The Outgoing Chief Executive Officer of the Ghana Chamber of Bulk Oil Distributors, Senyo Hosi, says Ghanaians are justified in their demand for a reduction in petroleum tariffs to ease current economic hardships.
According to him, some of the petroleum taxes are merely nuisance taxes which have outlived their purpose and should thus be scrapped.
He stated that Ghana’s current tax regime overburdens people, and despite the large revenue gains from the sector, there has not been any form of infrastructural investment into the Ghanaian society using the funds.
“See, we’re paying taxes every year, we’re raising 7, 8, 9 billion cedis from petroleum, the SPT was brought in and that’s even what? 2 or 3 billion every year because we said that upstream revenues were dropping so we were bringing that in.
“Upstream revenues are not dropping, they’re going up because petroleum prices have gone up, so then consumers have every case why a tax like the SPT should be gone,” he said on JoyNews’ PM Express Business Edition.
He explained that the current high inflation rate, partly caused by the hikes in petroleum prices could have largely been mitigated had the government made major investments into the railway sector and other modes of mass transportation using petroleum revenue.
He noted that such an investment would have afforded Ghanaians a cheaper transportation alternative consequently easing the hardships they currently face having to buy fuel and pay ever increasing commercial transport fares.
“I support the public because they’ve invested through the sector in government and government has actually failed woefully in investing back in systems that mitigate distress relative to petroleum prices. Now all the money you collected all this while, what key infrastructure investment have you made that will make life for the consumer easier as far as their regular spend on petrol is concerned?
“So if you had a railway running through Adenta straight to Accra Central, a detour that goes to Circle; we had a rail that was running from Kasoa or Bawjiase or wherever all the way to Tema linking these two places; these are the nexus that you actually have because everyone will end up passing somewhere around Tetteh Quarshie or passing somewhere around Circle, something like that.
“Another one running all the way from Nsawam down to Circle, people can decide to park their car because people need transportation, they don’t need cars. We all don’t need cars, we need transportation; cars provide transportation. We have to be careful what we ask for,” he said.
“If I can’t afford fuel today to move my car, I should be able to have an alternative, decent kind of transportation. Do you really have that in Ghana? You don’t. The trotro will cost more than rail will. Have we invested in a rail network to be able to deliver that?” he added.

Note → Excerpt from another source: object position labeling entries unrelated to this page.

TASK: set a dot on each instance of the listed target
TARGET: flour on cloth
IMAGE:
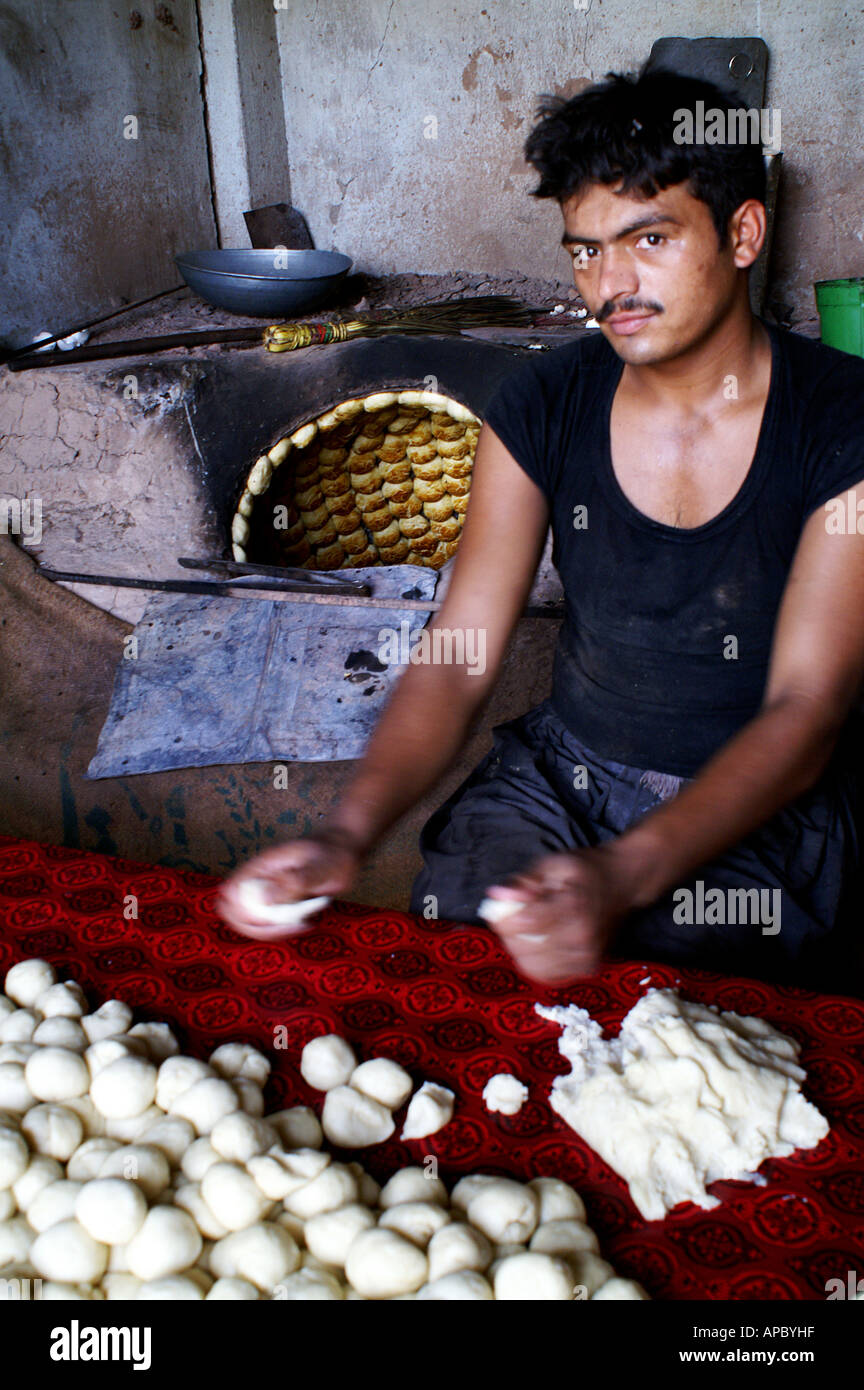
(682, 1097)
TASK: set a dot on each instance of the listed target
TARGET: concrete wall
(406, 121)
(89, 218)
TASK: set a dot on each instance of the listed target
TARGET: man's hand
(572, 905)
(322, 863)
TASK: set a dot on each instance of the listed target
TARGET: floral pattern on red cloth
(447, 1004)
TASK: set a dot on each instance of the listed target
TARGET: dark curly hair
(621, 131)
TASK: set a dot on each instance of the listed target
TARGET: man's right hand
(310, 868)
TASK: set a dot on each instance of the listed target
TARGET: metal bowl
(263, 284)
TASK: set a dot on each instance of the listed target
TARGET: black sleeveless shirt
(664, 648)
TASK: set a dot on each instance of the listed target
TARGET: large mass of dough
(682, 1097)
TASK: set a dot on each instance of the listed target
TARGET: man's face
(650, 270)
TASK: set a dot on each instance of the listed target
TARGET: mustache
(628, 306)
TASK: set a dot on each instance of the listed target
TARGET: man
(689, 790)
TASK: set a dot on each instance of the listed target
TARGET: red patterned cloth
(447, 1004)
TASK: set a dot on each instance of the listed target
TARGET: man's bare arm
(429, 715)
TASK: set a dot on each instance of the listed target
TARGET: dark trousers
(541, 791)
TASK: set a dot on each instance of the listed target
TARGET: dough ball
(559, 1201)
(15, 1094)
(589, 1271)
(40, 1172)
(431, 1108)
(206, 1102)
(620, 1290)
(329, 1235)
(264, 1254)
(279, 1173)
(53, 1073)
(67, 1000)
(249, 1096)
(464, 1286)
(53, 1130)
(239, 1137)
(504, 1211)
(352, 1119)
(120, 1286)
(564, 1237)
(199, 1157)
(496, 909)
(456, 1247)
(309, 1286)
(336, 1186)
(88, 1159)
(384, 1082)
(189, 1200)
(20, 1026)
(297, 1127)
(327, 1062)
(68, 1253)
(139, 1164)
(416, 1221)
(382, 1264)
(111, 1209)
(172, 1289)
(100, 1054)
(175, 1076)
(167, 1243)
(172, 1134)
(27, 980)
(253, 898)
(234, 1290)
(157, 1039)
(504, 1094)
(15, 1243)
(60, 1032)
(234, 1196)
(109, 1020)
(53, 1204)
(235, 1059)
(124, 1089)
(534, 1278)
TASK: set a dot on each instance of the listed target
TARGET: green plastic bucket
(841, 306)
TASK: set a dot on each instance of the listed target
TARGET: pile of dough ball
(361, 1098)
(131, 1172)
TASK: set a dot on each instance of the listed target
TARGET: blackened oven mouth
(375, 480)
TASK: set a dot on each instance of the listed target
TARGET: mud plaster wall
(406, 121)
(88, 217)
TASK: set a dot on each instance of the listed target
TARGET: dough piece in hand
(386, 1082)
(327, 1062)
(352, 1119)
(27, 980)
(621, 1290)
(504, 1211)
(413, 1184)
(167, 1243)
(264, 1254)
(457, 1247)
(68, 1253)
(559, 1201)
(464, 1285)
(381, 1264)
(532, 1276)
(53, 1073)
(431, 1108)
(252, 897)
(124, 1089)
(331, 1235)
(504, 1093)
(416, 1221)
(111, 1209)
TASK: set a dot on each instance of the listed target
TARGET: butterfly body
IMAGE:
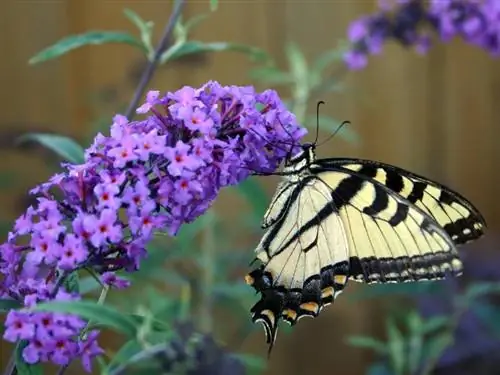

Senyo Hosi suggested that an investment in an extensive railway network would have provided Ghana a more efficient use of its surplus power generated.
However, he said, successive governments have neglected the sector thus providing no cushion for the ordinary Ghanaian.
“We are sitting here, we have so much power, we’re generating so much power, we’re paying some millions of dollars for dormant capacity – I mean, for capacity charges that are unproductive, that power could have been channeled to power rail.
“We won’t be losing on that end but we’ll actually be saving. So my cost of transportation as an individual or as a regular Ghanaian will drop. If you like to drive nonetheless, you face the music yourself because you’ll pay the full price of the fuel.
“But government has failed and it must admit and possibly even apologise to the people of Ghana, all successive governments included,” he said.